Демократическая направленность творчества Герцена вызывала озлобленные нападки реакционной критики. Булгарин доносил жандармам о романе «Кто виноват?»: «Тут изображен отставной русский генерал величайшим скотом, невеждою и развратником<…> Дворяне изображены подлецами и скотами<…> а учитель, сын лекаря, и прижитая дочь с крепостной девкой – образцы добродетели…». «<…>я нахожу всю повесть предосудительною», – написал на доносе Булгарина Дубельт (см. М. Лемке. Николаевские жандармы и литература 1826–1855 гг., изд. 2, СПб., 1909, стр. 305).
Реакционный журнал «Сын отечества» пытался «обезвредить» «предосудительные» идеи произведения Герцена. Под видимым расположением к роману критик искажал идейный замысел Герцена. «Заглавие романа спрашивает: „Кто виноват?”, – пишет журнал. – Тронутый до слез читатель отвечает: одна судьба!.. Слава богу, что виноваты не люди, а судьба!» Журнал противопоставлял Герцена Гоголю, уверяя «почтенного автора, что одна патетическая страница его романа стоит дюжины таких карикатурных сочинений, каковы „Мертвые души”». Однако даже «Сын отечества» не мог не считаться с явной принадлежностью романа Герцена к гоголевской школе: «…подражание Гоголю, в иных местах, есть важнейший грех книги<…> из любви к изящному просим автора не подражать никому, всего менее Гоголю» («Сын отечества», 1847, № 4, отд. VI, стр. 28–34).

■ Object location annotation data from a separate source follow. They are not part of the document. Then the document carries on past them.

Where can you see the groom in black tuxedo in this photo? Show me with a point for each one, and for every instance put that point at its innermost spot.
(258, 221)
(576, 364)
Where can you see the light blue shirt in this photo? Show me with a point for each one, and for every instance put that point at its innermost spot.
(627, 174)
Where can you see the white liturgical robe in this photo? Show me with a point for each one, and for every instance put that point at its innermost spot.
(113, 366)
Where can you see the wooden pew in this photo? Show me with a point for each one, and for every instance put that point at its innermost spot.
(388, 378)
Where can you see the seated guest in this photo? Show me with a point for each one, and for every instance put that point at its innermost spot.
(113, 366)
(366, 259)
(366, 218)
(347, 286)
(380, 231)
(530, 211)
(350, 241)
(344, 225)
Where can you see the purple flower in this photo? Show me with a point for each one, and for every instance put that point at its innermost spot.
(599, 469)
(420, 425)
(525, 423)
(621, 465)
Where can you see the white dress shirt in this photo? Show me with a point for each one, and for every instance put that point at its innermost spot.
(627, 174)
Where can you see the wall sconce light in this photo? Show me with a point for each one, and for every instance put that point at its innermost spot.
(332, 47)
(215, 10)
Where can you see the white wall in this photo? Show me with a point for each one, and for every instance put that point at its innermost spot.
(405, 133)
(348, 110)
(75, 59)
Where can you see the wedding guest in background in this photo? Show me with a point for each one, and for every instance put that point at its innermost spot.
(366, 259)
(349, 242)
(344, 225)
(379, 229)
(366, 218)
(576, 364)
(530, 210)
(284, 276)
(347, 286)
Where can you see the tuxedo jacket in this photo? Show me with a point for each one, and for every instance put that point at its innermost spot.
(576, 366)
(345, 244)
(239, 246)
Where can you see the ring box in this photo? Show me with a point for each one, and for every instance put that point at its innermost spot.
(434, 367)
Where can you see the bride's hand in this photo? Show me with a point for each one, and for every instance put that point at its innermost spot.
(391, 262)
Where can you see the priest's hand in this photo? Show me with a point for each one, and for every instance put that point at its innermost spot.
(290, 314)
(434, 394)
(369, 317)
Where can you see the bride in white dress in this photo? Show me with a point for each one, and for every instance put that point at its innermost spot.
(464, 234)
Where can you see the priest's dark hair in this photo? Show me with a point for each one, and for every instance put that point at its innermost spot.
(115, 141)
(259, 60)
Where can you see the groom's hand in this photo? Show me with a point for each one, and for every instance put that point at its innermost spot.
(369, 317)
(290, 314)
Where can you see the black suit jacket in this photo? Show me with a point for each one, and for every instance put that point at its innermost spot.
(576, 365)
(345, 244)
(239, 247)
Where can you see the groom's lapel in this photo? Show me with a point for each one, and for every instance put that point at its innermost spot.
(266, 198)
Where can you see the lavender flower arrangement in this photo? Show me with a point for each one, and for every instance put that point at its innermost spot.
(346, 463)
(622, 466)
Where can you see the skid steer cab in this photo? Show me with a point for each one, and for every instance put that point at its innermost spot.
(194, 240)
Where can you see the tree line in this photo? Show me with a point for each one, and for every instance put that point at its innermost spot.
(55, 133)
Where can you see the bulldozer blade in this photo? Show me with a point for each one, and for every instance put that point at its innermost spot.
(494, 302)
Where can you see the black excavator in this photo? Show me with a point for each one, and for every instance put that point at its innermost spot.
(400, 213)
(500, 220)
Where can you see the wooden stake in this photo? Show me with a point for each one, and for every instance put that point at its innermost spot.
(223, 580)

Реакционная критика отрицала типичность героев романа Герцена, признавая их «карикатурами» и «лишними». Она нападала также на стиль Герцена-художника – стиль просветителя-революционера. В «Очерках современной русской словесности», опубликованных в первой книжке «Москвитянина» за 1848 г., Шевырев, имея в виду беллетристику Герцена, обвинял «современную личность», что она «из самой себя хочет<…> почерпнуть всю жизнь, все содержание, все воззрение на мир, даже самый язык…» «Искандер, – продолжал Шевырев, – развил свой слог до чистого голословного искандеризма, как выражения его собственной личности». В том же номере журнала Шевырев печатает свой «Словарь солецизмов, варваризмов и всяких измов современной русской литературы», открывая его словарем «искандеризмов». Взгляд «Mосквитянина» подхватывает «Северная пчела» (см. Ф. Б<улгарин>. Журнальная всякая всячина – «Северная пчела», 1848, № 36, стр. 143). Нападки на стиль произведений Герцена являлись частным выражением борьбы реакции с передовой русской литературой в целом. В статьях «Москвитянина» и «Северной пчелы» реакционная критика начинала плести легенду о «неполноценности» художественного творчества Герцена, – легенду, в основе которой лежала вражда ко всей его деятельности.